Kırıkkale’nin Yahşihan İlçe Sağlık Müdürü Dr. Fatma Sönmez’e Türk dünyasına yapmış olduğu çalışmalar, Türk dünyasının birliği ve bütünlüğüne yapmış olduğu katkılarından dolayı Şuşa’nın ilk vatandaşlık unvanı verildi.
Kardeş ülke Azerbaycan’ın kültür başkenti ve Karabağ’ın sembol şehri Şuşa’nın ilk vatandaşlık unvanıyla büyük bir sevinç ve mutluluk yaşayan Sönmez, Ahmet Yesevi yolunu ve prensiplerini gönüllerde buluşturmak için 29 yıldır büyük gayret gösteriyor.
Sönmez, yıllar sonra Ermenistan işgalinden kurtulan Şuşa’da düzenlenen bir toplantıya katıldı ve duygulu anların yaşandığı toplantıda kendisine, Azerbaycan’ın Kültür Bakanı Anar Kerimov tarafından Şuşa’nın ilk vatandaşlık unvanı verildi.

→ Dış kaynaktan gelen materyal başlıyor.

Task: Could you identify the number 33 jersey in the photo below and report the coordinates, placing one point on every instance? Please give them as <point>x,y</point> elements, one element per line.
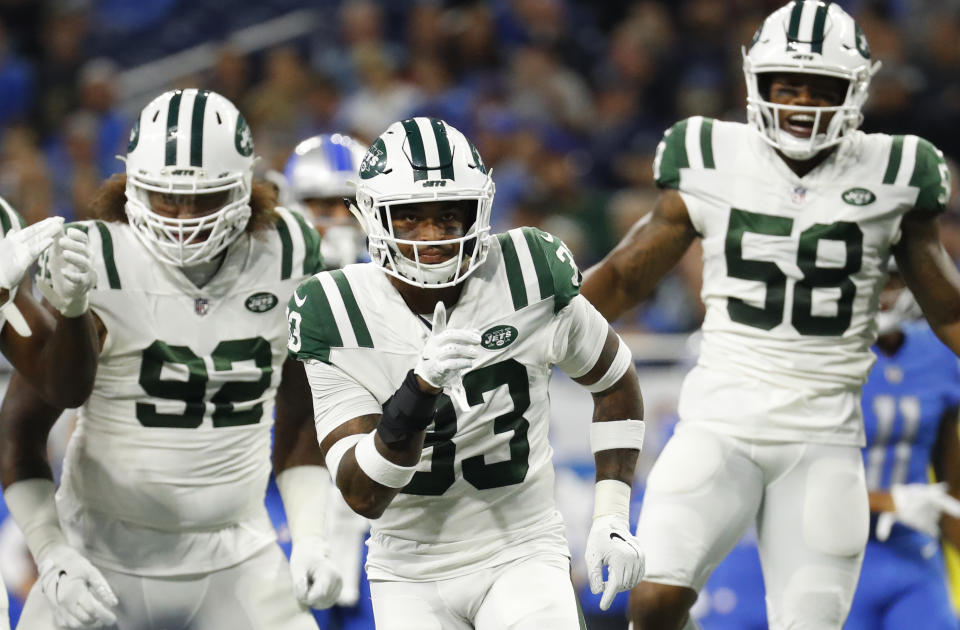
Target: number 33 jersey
<point>167,469</point>
<point>484,491</point>
<point>793,267</point>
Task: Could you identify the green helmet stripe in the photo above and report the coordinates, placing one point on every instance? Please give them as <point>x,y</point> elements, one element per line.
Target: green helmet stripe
<point>706,142</point>
<point>286,244</point>
<point>816,40</point>
<point>893,165</point>
<point>418,157</point>
<point>196,128</point>
<point>108,261</point>
<point>173,114</point>
<point>444,153</point>
<point>793,31</point>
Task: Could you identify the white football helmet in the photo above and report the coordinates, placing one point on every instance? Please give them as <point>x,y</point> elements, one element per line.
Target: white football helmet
<point>189,143</point>
<point>415,161</point>
<point>325,168</point>
<point>808,37</point>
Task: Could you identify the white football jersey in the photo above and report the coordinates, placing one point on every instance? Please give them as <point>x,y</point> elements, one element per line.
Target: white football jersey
<point>167,469</point>
<point>793,267</point>
<point>484,491</point>
<point>10,221</point>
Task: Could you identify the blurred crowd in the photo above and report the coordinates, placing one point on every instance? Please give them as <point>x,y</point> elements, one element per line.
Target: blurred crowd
<point>565,99</point>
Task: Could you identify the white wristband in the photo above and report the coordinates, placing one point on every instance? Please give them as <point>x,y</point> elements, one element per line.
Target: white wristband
<point>611,497</point>
<point>378,467</point>
<point>32,505</point>
<point>336,452</point>
<point>304,490</point>
<point>617,368</point>
<point>616,434</point>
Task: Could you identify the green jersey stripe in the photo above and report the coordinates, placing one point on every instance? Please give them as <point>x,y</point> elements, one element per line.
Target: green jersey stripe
<point>706,142</point>
<point>793,31</point>
<point>444,152</point>
<point>893,165</point>
<point>540,264</point>
<point>816,40</point>
<point>311,243</point>
<point>511,264</point>
<point>196,128</point>
<point>359,325</point>
<point>107,245</point>
<point>418,155</point>
<point>173,115</point>
<point>286,243</point>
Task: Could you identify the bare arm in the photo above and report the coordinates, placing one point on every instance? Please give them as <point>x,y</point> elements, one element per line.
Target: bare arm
<point>59,358</point>
<point>931,276</point>
<point>25,422</point>
<point>622,401</point>
<point>295,438</point>
<point>946,465</point>
<point>632,270</point>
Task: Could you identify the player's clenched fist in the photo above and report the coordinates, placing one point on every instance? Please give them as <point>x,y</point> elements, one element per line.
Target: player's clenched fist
<point>71,273</point>
<point>77,591</point>
<point>20,249</point>
<point>448,353</point>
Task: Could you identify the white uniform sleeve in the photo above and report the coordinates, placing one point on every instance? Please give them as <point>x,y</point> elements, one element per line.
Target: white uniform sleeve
<point>580,334</point>
<point>337,398</point>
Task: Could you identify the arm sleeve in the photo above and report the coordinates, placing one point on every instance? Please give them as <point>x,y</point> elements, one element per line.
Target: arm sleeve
<point>337,398</point>
<point>580,334</point>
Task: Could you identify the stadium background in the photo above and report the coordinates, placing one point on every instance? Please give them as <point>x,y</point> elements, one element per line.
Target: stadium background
<point>566,101</point>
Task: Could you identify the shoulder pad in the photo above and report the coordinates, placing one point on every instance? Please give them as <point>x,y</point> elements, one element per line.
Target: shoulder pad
<point>323,313</point>
<point>10,219</point>
<point>538,265</point>
<point>688,144</point>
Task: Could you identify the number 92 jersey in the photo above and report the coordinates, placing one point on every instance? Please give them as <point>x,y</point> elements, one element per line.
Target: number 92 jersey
<point>167,469</point>
<point>484,491</point>
<point>792,272</point>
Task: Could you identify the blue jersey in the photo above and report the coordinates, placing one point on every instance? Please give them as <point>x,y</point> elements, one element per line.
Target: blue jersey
<point>904,401</point>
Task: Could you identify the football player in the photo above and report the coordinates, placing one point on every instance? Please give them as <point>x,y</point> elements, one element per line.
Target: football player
<point>55,352</point>
<point>159,519</point>
<point>429,367</point>
<point>910,403</point>
<point>798,213</point>
<point>318,179</point>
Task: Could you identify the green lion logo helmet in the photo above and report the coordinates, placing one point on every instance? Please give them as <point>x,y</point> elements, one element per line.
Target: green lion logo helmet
<point>191,146</point>
<point>808,37</point>
<point>415,161</point>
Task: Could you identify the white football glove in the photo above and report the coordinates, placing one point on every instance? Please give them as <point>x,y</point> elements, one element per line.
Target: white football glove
<point>77,591</point>
<point>448,353</point>
<point>71,273</point>
<point>316,581</point>
<point>918,505</point>
<point>611,544</point>
<point>20,249</point>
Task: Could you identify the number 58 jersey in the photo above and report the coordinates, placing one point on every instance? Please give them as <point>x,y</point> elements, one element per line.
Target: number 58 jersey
<point>483,493</point>
<point>167,469</point>
<point>793,267</point>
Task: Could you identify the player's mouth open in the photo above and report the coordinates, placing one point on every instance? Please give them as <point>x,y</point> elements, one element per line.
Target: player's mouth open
<point>800,125</point>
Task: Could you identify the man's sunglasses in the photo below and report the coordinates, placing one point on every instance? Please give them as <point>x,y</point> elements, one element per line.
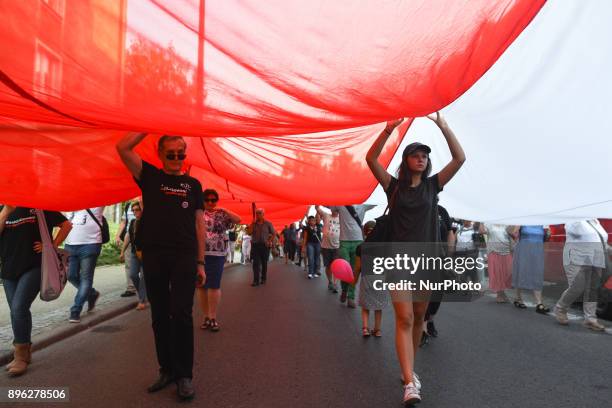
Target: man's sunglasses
<point>175,156</point>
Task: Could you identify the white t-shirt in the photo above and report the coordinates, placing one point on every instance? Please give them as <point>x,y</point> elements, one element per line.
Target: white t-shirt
<point>465,240</point>
<point>585,244</point>
<point>331,231</point>
<point>84,228</point>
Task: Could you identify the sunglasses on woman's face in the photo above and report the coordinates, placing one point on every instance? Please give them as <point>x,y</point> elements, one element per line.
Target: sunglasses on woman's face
<point>176,156</point>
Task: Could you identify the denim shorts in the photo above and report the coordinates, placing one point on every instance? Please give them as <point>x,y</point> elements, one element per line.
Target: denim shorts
<point>214,270</point>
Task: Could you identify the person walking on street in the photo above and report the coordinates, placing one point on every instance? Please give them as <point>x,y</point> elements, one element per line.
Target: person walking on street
<point>231,248</point>
<point>218,220</point>
<point>528,265</point>
<point>413,202</point>
<point>84,244</point>
<point>330,243</point>
<point>369,297</point>
<point>585,256</point>
<point>122,230</point>
<point>172,237</point>
<point>499,255</point>
<point>290,241</point>
<point>132,256</point>
<point>262,233</point>
<point>20,257</point>
<point>447,236</point>
<point>351,236</point>
<point>312,247</point>
<point>246,247</point>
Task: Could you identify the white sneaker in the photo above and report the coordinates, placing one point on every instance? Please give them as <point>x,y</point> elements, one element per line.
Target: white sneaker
<point>416,381</point>
<point>411,395</point>
<point>561,316</point>
<point>594,325</point>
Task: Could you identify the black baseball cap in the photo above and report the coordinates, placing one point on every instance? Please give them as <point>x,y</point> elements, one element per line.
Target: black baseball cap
<point>413,147</point>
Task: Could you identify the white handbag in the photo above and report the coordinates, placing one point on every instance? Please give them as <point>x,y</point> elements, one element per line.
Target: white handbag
<point>54,265</point>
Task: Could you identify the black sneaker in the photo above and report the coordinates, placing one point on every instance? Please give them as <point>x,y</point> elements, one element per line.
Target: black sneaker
<point>91,302</point>
<point>431,329</point>
<point>162,382</point>
<point>424,340</point>
<point>185,389</point>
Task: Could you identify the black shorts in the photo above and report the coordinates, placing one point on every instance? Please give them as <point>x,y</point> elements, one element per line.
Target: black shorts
<point>329,254</point>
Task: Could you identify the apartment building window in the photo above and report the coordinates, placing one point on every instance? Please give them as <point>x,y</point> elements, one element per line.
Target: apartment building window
<point>56,5</point>
<point>47,71</point>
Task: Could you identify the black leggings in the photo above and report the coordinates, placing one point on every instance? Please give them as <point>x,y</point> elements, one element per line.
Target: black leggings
<point>170,278</point>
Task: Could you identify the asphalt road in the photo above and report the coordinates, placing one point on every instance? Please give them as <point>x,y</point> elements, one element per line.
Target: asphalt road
<point>291,343</point>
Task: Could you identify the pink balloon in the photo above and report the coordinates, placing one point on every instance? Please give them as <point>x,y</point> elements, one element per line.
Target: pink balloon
<point>342,270</point>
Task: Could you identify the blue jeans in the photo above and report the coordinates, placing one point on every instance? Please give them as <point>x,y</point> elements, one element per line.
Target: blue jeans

Türkiye adına böyle bir kimliğe sahip olmanın kendisi için büyük bir ayrıcalık olduğuna dikkat çeken Sönmez, bundan sonraki süreçteki çalışmalarda ve atacağı her adımda bu değeri onurla taşıyacaklarını belirtti.
Sönmez, kendisine verilen ve üzerinde Şuşa yazan Karabağ’ın simgesi olan “Har-ı Bülbül’ sembollerini ise yakasından hiç ayırmıyor.
Yaşadıklarını anlatan Sönmez yaptığı açıklamada, “28 yılı aşkın bir zamandır Ahmet Yesevi yolu araştırmacısıyım. Elimden geldiğince kendi şahsi gayretlerimle Ahmet Yesevi atamızı ve onun ocağında yetişen ve Türk dünyasının ata yurtlarının hemen hepsine yayılmış olan talebelerini anlatmaya, onun yol prensiplerini gönüllerle buluşturmaya gayret ediyorum.” dedi.
-” Şuşa’nın ilk vatandaşlık unvanını bana takdim etti.”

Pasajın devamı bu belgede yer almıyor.